La vuelta al mundo en la Numancia/XXV

XXV

Al poco tiempo de estar don Casto vendado y quieto la enfermería, recobró todo el esplendor de sus facultades. Quieto estaba, pero no tranquilo. Llamó al Oficial de la tercera división de la batería. «¿Qué hay, Garralda? ¿Cómo va el fuego?».

-Muy bien, mi General. La torre de La Merced ha volado.
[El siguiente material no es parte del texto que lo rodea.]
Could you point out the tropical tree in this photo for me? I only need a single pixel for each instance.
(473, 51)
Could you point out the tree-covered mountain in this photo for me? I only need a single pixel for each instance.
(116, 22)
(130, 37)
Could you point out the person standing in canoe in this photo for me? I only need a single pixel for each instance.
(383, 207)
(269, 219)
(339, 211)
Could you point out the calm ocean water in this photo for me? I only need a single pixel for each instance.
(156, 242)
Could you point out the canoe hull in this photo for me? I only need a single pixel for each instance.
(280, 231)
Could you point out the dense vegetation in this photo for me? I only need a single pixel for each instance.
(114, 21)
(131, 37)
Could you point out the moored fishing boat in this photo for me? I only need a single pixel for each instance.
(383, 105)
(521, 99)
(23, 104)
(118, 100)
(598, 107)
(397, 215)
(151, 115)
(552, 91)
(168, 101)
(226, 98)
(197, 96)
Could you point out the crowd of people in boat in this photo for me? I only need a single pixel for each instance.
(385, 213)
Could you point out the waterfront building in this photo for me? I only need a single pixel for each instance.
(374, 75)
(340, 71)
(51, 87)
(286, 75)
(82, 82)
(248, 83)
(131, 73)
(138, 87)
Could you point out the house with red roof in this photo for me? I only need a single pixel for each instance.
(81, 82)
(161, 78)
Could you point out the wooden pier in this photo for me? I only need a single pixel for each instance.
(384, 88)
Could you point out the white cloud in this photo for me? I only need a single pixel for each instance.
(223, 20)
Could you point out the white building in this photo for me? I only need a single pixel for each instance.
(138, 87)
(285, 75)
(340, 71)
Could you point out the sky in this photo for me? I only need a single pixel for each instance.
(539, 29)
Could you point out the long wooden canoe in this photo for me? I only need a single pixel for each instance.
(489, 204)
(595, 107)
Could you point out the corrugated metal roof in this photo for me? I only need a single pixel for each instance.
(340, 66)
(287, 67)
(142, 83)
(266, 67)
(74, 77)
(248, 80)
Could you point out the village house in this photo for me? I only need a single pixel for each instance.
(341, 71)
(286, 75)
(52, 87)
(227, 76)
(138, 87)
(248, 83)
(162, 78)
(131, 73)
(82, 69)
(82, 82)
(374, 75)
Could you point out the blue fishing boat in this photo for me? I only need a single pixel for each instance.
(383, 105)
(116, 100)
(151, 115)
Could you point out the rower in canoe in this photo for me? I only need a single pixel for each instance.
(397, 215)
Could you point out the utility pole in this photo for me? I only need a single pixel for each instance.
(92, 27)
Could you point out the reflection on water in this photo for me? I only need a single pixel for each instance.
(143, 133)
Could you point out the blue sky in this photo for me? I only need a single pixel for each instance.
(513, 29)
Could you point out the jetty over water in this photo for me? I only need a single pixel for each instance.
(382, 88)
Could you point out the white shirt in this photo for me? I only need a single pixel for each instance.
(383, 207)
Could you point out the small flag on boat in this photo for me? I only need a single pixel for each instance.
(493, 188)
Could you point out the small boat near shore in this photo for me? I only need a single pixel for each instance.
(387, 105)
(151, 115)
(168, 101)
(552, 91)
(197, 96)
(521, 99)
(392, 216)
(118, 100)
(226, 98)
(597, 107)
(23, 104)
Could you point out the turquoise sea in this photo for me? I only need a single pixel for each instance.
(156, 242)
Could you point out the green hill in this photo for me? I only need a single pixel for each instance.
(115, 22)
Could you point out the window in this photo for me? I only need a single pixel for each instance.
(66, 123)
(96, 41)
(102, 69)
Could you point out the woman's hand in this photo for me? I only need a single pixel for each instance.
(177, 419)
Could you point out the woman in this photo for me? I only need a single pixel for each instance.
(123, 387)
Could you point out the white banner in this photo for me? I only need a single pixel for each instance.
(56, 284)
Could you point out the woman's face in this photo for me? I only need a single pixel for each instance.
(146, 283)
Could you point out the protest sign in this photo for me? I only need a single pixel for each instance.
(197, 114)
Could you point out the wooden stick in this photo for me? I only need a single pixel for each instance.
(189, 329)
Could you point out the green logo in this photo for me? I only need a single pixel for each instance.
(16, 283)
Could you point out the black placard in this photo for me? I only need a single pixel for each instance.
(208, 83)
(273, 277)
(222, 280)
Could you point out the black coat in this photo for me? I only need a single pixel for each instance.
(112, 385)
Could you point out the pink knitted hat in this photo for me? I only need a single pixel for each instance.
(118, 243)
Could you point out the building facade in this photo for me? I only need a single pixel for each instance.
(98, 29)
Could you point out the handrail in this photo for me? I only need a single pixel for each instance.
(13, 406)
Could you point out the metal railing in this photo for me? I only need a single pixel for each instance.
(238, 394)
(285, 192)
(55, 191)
Ya no hacen fuego más que cuatro o cinco cañones en Santa Rosa.

-Ánimo, hijos míos. No desmayar. Yo estoy bien... esto no es nada. ¡Volada la torre! Es más de lo que podemos desear... ¿De cuál de los tres barcos sería la granada que causó ese desastre al enemigo?... Difícil será saberlo... Pero yo juraría que la mandó ese diablo de Topete...

Díjole después Garralda que la Almansa había inutilizado el cañón Blakely montado en el muelle. Luego preguntó Méndez Núñez si había vuelto la lancha de vapor que, al mando de Lazaga, corría las órdenes de un punto a otro. Poco antes de caer herido, el General había ordenado que se le llevasen informes seguros de lo ocurrido en la Villa de Madrid. Antes de que se retirase Garralda entró Lazaga, que así dio cuenta de su comisión: «Pocos disparos había hecho la fragata contra la batería del Norte, cuando recibió por el costado de babor una granada Armstrong, que al estallar dentro de la batería mató trece hombres; veintidós quedaron heridos por la metralla y cascos que despidió el proyectil en su explosión. No paró aquí el desastre, porque la misma granada, al chocar en el cabrestante, lanzó un molinete, que fue a parar a la caja de calderas, destrozando el tubo conductor del vapor. Esta avería no es grave; pero se necesita tiempo para repararla. En todo el día de hoy la Villa estará privada de movimiento. La he dejado fondeada en la isla. Cuando me retiré, don Claudio, poseído de furor, no paraba de maldecir su suerte».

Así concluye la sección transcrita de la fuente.